Come deve essere un buon materasso?
Né troppo duro, né troppo morbido, con la funzione di sostenere e accogliere il corpo durante il sonno. Semplice, no? In realtà abbiamo detto tutto e niente, perché le variabili personali sono davvero tante, a cominciare da quelle fisiche: siamo fatti ognuno in modo diverso, per peso, dimensione, costituzione, termoregolazione corporea, per non parlare poi delle abitudini.

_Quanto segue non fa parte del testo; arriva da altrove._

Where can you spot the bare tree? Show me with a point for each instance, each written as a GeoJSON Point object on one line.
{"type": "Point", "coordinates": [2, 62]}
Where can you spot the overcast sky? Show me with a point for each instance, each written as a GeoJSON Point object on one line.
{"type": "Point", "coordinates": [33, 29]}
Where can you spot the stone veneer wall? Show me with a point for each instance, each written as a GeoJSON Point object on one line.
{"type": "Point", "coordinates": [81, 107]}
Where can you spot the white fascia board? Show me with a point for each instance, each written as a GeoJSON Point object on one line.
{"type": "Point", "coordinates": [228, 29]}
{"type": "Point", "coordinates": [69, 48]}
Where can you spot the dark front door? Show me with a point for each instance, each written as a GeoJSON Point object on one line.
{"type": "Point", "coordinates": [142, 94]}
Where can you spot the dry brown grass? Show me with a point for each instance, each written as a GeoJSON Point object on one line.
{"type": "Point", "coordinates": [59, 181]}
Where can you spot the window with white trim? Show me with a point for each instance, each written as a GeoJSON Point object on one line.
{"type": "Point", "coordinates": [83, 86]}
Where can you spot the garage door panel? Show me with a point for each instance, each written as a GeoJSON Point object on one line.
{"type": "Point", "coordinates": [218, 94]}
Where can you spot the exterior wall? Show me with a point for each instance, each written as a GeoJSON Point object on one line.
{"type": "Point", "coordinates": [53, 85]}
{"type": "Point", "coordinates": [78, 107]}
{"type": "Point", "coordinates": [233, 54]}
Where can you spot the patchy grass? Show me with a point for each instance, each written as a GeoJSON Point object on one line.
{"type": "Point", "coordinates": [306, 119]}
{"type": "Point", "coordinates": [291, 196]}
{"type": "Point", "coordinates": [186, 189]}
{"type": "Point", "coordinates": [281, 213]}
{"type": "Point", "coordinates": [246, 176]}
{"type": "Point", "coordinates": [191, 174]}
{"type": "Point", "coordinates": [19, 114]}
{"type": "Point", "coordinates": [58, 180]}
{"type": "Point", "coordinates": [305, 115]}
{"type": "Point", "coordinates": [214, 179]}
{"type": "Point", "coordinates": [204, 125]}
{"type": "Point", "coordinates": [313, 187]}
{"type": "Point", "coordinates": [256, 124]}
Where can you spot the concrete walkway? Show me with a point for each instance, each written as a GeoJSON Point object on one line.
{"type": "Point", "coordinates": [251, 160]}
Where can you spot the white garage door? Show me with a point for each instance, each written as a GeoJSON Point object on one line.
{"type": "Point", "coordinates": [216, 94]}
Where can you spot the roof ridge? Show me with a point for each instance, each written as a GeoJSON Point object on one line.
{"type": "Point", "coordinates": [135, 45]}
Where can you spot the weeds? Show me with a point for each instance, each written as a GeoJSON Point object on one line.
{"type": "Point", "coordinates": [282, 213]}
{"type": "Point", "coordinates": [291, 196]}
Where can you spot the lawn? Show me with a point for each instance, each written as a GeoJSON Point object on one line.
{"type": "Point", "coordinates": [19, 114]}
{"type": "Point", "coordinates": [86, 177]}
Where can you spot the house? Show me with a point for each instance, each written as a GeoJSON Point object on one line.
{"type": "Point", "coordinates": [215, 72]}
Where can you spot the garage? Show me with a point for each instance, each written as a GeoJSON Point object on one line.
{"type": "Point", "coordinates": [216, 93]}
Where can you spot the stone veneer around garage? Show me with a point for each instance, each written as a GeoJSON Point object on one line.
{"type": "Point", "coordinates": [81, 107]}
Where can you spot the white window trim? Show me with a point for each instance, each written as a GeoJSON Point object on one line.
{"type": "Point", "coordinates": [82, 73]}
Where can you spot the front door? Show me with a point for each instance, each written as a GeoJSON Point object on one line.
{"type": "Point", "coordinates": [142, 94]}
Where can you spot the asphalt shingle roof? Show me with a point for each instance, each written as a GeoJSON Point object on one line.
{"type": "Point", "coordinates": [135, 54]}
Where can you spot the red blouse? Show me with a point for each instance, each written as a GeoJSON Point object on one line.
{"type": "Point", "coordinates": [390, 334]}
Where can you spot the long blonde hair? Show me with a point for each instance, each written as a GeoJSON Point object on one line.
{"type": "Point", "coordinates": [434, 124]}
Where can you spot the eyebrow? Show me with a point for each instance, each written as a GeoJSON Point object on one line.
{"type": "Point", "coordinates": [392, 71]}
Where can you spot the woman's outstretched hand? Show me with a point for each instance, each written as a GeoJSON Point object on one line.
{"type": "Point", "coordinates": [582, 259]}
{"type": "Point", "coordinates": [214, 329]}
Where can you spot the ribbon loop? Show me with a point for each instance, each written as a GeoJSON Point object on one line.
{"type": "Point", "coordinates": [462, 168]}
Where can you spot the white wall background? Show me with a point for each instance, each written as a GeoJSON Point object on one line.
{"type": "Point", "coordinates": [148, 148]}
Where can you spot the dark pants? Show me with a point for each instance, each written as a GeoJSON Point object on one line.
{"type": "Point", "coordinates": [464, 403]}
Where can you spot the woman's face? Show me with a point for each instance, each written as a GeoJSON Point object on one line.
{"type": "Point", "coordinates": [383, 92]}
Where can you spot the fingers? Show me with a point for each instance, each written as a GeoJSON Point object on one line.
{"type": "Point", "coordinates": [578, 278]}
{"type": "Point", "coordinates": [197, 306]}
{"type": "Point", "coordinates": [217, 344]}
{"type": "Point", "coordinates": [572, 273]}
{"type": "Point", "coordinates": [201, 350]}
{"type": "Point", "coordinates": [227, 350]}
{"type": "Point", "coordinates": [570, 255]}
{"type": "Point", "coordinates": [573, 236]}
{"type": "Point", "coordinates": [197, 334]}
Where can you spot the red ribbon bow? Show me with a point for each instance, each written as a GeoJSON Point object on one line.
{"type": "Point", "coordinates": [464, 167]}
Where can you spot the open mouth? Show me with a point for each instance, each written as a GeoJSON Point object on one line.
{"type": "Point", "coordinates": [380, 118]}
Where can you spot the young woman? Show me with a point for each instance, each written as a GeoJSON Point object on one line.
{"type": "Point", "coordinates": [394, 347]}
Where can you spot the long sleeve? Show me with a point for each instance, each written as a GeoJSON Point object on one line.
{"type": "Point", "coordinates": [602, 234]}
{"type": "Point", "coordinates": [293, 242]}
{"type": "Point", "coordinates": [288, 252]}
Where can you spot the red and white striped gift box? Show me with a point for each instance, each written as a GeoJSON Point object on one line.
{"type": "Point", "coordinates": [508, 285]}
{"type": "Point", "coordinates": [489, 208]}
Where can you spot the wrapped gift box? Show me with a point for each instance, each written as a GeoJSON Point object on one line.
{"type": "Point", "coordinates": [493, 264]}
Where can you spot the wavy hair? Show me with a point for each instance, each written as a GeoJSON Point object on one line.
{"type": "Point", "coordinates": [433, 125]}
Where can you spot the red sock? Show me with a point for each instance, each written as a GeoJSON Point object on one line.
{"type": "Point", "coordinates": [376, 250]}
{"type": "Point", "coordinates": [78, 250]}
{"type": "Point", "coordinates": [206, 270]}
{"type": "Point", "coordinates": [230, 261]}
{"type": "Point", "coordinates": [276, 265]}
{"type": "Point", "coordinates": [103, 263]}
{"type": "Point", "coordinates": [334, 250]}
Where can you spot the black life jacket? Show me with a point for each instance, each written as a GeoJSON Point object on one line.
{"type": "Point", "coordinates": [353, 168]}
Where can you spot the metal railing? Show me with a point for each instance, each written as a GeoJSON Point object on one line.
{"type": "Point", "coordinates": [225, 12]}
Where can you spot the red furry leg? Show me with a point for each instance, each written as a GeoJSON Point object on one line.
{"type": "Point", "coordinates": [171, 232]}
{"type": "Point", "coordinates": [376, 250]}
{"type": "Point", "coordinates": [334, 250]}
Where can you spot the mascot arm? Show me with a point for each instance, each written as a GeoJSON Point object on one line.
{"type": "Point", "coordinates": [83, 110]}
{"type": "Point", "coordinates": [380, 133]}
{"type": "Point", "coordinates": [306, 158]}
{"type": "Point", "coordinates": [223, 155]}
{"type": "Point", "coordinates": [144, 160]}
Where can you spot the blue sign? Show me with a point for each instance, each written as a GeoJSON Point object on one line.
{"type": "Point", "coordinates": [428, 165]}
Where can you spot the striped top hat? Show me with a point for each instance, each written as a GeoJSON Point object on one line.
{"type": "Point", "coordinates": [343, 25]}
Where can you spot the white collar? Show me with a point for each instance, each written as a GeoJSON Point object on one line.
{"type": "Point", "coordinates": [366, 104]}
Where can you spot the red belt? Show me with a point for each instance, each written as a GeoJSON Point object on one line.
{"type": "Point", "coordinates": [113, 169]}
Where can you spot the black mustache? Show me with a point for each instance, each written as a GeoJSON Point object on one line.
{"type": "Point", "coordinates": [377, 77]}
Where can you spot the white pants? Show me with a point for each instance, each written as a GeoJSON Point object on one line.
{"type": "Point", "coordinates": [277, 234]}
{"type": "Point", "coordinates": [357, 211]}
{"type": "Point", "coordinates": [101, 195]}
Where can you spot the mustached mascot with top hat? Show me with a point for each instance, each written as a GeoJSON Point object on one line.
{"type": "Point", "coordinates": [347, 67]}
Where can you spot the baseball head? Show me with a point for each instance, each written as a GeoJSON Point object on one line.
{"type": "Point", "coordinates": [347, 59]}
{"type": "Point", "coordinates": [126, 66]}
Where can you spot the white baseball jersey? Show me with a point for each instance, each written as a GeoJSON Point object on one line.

C’è chi dorme di schiena, chi si appoggia su un fianco, o chi preferisce starsene a pancia in giù. Chi si rotola e si muove durante il sonno, chi suda molto e chi dice di dormire come un sasso, ma poi si ritrova coi dolori. Chi fa spesso l’amore e chi ha dei marmocchi che confondono il letto con un gonfiabile per il rimbalzo. Il consiglio più importante rimane quello di provare per credere. Davanti a un negozio di materassi non bisogna esitare: sdraiatevi comodamente, provate a girarvi, provate un modello e provatene un altro ancora. Fidarsi della sensazione del momento può però essere utile quanto fuorviante, per via di tutta una serie di fattori e condizionamenti che al momento dell’acquisto – i venditori lo sanno bene – fanno la differenza. Qualche nozione di partenza sarà bene quindi averla già masticata, in modo da non farsi abbindolare con troppa facilità.
Conoscere i dati tecnici
Ripetiamo: la sensazione che si prova a sdraiati rimane fondamentale. Ma intorno al cuscino si sono raccontate tante favole e alcune finiscono per pregiudicare l’obiettività necessaria all’acquisto. La favola più diffusa dagli anni ’70 in poi è che il corpo riposi meglio su superfici rigide. E così i materassi più duri si sono guadagnati il titolo pseudo-scientifico di materassi ortopedici.
I medici e gli operatori professionali oggi tendono invece a pensare che sia il materasso a doversi adattare alla forma della schiena e non viceversa. Il tempo delle penitenze sembrerebbe finito. La scelta sul grado di durezza andrebbe ben ponderata in base a sensibilità e caratteristiche soggettive, come il peso e le consuetudini. Chi è abituato a dormire sul fianco dovrà assicurarsi che le spalle riescano ad affondare bene nel letto, per consentire una disposizione più bilanciata della colonna vertebrale. Chi dorme sulla schiena, che rimane la posizione più «accomodante» per la colonna vertebrale, potrà invece giovarsi anche di un materasso più duro, facendo in modo che la parte superiore del corpo resti ben sostenuta.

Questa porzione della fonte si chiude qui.